There are many reasons for having higher hormone levels. Through my work in infertility, I’ve learned that between 5 and 10 per cent of women have hyperandrogenism, which is a key symptom of polycystic ovarian syndrome. Having raised levels of “male” hormones does not mean you are a man. But examining female athletes from our sofas on the internet does diagnose us all as monsters.

Algeria and Taiwan have been staunch in support of their athletes – there is simply no way that Algeria would issue a female passport to someone if they suspected they were not. But the internet has been gripped by the idea of “secretive tests” which led to the two athletes being banned from last year’s World Championships.

Let’s look at those tests: in 2023, the Russian-led International Boxing Association was stripped of its powers “amid concerns over the IBA’s finance, governance, ethics, refereeing and judging”. They have not been allowed to organise Tokyo or Paris – the IOC did instead – but did organise the World Championships, where Khelif and Lin allegedly failed examinations which the IOC have dismissed as “misleading”.

Crucially, both athletes have always been well within permitted Olympic limits because – well, people are different. Adams, speaking for the IOC, put it succinctly when he said that testosterone “is not a perfect test”, clarifying that Khelif is not transgender and “this is not a transgender issue”.

“Many women can have testosterone in what would be called male levels and still be women, still compete as women,” he added. “So this panacea, this idea that you do one test for testosterone and that sorts everything out is not the case I’m afraid.”
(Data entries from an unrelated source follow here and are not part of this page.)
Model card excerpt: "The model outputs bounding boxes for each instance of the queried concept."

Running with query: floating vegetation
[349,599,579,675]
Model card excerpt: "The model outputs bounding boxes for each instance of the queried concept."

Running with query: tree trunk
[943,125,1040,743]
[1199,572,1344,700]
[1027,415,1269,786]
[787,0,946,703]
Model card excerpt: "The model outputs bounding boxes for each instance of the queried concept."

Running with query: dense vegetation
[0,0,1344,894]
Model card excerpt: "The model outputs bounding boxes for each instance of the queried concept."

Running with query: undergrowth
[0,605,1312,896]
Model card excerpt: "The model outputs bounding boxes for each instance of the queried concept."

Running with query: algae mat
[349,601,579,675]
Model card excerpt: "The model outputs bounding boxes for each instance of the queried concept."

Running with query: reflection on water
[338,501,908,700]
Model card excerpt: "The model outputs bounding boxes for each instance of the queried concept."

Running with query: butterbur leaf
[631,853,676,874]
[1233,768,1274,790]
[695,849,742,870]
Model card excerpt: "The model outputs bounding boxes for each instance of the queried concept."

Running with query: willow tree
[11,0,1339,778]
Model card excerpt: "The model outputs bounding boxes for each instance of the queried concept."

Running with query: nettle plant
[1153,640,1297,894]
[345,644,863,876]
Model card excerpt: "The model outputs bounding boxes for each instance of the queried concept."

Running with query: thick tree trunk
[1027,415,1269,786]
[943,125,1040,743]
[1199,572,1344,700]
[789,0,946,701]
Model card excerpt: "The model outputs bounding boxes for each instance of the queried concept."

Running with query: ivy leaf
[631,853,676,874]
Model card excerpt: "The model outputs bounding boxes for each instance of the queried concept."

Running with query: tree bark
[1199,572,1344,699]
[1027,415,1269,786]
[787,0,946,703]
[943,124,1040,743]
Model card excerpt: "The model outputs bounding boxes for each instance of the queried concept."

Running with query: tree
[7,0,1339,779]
What disgusts me is that there is a global emergency of male violence against women and girls – but it’s not in the middle of a boxing ring at the Paris Olympics. The threat is men acting just as they are.

Yet focusing on trans people, on anyone who is “different”, seems to give people a false sense of control. It gives them a section of society to blame or kick down on, when they should be focusing on the real perpetrators of violence – like the disgraced Dutch volleyballer who raped a child.

Ironically, there was a trans boxer at this Olympics – Hergie Bacyada of the Phillipines, the Olympics’ first publicly out trans man, who was defeated by China’s Li Quan in the Women’s 75kg. Nobody noticed him. Why? Because confected outrage gets clicks.

In my opinion, JK Rowling – in referring to female athletes as “male” – knows exactly what she is doing. And to me, it doesn’t seem like she and her cronies want to protect women, at all. It feels much more like they want to further their own agenda.

When we are encouraged to police or start questioning what a woman or man is – or what they look like – well, that has consequences for everyone. I, for example, am 6ft 1in. My voice is deep and I’m infertile. I’m a size 14/16 and I have my dad’s jawline. I’m not exactly your classic example of 1950s femininity – yet I am a woman, just like Khelif and Yu-ting.

In an interview with Unicef earlier this year to mark her becoming a Unicef ambassador, Khelif described how she started boxing to fend off boys who felt threatened by her skill at football and picked fights with her. When she started boxing, her father wouldn’t pay for lessons as he disapproved of it being a sport for girls. Now both her parents support her.

“My message to young people is to follow your dreams. Don’t let obstacles come in your way, resist any obstacles and overcome them,” she said. “My dream is to win a gold medal. If I win, mothers and fathers can see how far their children can go. I particularly want to inspire girls and children who are disadvantaged in Algeria.”

The Olympics offers people the chance to see what excellence looks like – and the many different forms it comes in. Khelif is a hero – she deserves to be treated as one.